# Amtell Wireless bucht 4,99 ab



## Schnitzel (25. Juni 2015)

Hallo,
Auf dem Handy meiner Mutter sind von Amtell Wireless 4,99 abgebucht worden.
Darüber hinaus steht in der zugesandten SMS das das ein wöchentliches Abo ist.
Sie sagt sie hat auf irgendein Banner drauf geklickt.
Das guthaben reicht momentan nicht aus um dieses Abo zu bedienen, das bleibt auch erstmal so.
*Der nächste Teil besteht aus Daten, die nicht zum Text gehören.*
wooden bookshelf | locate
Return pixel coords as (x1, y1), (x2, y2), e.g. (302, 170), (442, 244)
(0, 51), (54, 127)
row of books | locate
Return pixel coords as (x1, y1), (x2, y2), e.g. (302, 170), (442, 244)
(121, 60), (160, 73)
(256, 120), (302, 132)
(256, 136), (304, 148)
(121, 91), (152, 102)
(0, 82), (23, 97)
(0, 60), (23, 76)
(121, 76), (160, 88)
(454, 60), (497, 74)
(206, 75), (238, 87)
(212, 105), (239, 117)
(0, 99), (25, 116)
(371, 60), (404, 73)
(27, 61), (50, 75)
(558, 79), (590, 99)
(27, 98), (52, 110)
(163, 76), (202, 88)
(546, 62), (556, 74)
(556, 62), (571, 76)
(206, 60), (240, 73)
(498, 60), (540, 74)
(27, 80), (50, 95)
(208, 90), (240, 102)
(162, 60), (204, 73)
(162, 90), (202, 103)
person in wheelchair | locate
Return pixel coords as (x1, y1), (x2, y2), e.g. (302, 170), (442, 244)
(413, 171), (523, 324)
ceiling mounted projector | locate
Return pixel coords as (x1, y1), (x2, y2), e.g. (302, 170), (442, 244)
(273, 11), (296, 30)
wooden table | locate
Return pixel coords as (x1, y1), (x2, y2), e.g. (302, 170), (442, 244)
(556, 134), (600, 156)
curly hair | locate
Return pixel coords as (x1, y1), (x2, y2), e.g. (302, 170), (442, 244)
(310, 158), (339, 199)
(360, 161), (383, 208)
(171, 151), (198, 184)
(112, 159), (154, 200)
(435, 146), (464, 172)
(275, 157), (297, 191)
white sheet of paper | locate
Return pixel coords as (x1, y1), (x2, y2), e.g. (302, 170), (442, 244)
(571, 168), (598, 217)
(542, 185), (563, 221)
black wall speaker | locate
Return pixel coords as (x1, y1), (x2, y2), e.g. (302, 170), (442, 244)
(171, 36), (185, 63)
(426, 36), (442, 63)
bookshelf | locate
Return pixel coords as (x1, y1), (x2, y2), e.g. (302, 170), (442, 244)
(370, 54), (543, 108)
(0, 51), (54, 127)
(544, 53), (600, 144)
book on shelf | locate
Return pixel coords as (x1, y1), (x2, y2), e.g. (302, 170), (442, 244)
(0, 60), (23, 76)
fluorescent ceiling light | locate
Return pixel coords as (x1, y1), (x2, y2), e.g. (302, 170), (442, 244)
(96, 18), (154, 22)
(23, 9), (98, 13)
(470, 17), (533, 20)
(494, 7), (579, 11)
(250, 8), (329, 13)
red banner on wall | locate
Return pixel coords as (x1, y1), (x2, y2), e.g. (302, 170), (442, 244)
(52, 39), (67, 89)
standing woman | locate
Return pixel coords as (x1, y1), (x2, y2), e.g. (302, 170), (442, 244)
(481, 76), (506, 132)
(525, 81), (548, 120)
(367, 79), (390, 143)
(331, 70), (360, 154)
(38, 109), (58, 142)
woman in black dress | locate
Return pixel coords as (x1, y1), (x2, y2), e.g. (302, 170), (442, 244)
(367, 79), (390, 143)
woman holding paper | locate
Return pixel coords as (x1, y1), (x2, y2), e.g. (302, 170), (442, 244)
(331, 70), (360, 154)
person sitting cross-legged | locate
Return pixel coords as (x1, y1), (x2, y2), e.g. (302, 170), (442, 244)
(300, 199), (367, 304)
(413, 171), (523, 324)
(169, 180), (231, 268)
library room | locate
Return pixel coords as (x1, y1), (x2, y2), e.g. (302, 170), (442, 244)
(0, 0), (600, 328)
Leider bekommt man per Google wenig bis nichts darüber heraus, so wenig Treffer hab ich bisher noch nie gesehen.
Ich weiß also nicht so recht wo ich den Hebel ansetzten soll.
Kann mir jemand weiter helfen?


----------



## Chinaquads (25. Juni 2015)

Abo kündigen und deiner Ma darüber informieren, nicht auf jeden Banner zu klicken


----------



## SchumiGSG9 (25. Juni 2015)

Glaub nicht das reines Banner Klicken (im sinne von Werbebanner)[ein mal klicken]reicht um einen Kaufvertrag abzuschließen und erst recht kein Abo. Kündigen und Geld zurück fordern, zurückbuchen lassen.


----------



## Schnitzel (25. Juni 2015)

ja, würde ich ja gerne machen.
Aber wo packen wenn kein Griff da ist?


----------



## SchumiGSG9 (25. Juni 2015)

eigene Bank/Sparkasse ,deren Homepage, eigenem Telefon/karten/tarifanbieter


----------



## judofunny (27. Juni 2015)

Hallo Schnitzel, ist mir heute auch passiert und dabei dachte ich, ich wäre fit. 
Als erstes habe ich für mein Handy die Angebote von Drittanbietern sperren lassen. Der Service-Berate bei blau meinte, jetzt könnte (trotz bestehendem Abo) keiner mehr abbuchen. Ich sollte über den Einzelverbindungsnachweis die Nummer raussuchen und möglicherweise sind dort Kontaktdaten zum Kündigen zu finden. Habe ich bisher noch nicht. Das Problem "keinen Griff" zu haben, kenne ich also. Im Einzelverbindungsnachweis steht bei mir nur eine sechsstellige Nummer (183124), an die ich quasi die Premium-SMS gesendet haben soll. 
Falls jemand weiß, wie ich das Abo (ich weiß nicht mal wofür) kündigen kann, wäre ich sehr dankbar.


----------



## Schnitzel (28. Juni 2015)

Da ich gerade im Urlaub bin hab ich meiner Mutter auch erstmal geraten über den Dienstanbieter, in diesem Fall Aldi Talk, zu gehen.
Momentan weiß ich aber nicht was daraus geworden ist weil sie sich noch nicht zurück gemeldet hat.


----------



## judofunny (30. Juni 2015)

Guck mal hier (ich weiß nicht, ob es die "feine Art" ist, in ein anders Forum zu verlinken, aber es hilft): Was ist "amtel wireless"? (Handy, Abo) 
Kurz zusammengefasst: nachdem deine Mutter bei ihrem Anbieter die Drittanbietersperre hat setzen lassen, soll sie dem Link in der SMS folgen. de.mobile-info... Dort kann sie sich mit ihrer Handynummer anmelden, bekommt eine PIN zugeschickt und kann da das Abo auch wieder kündigen.


----------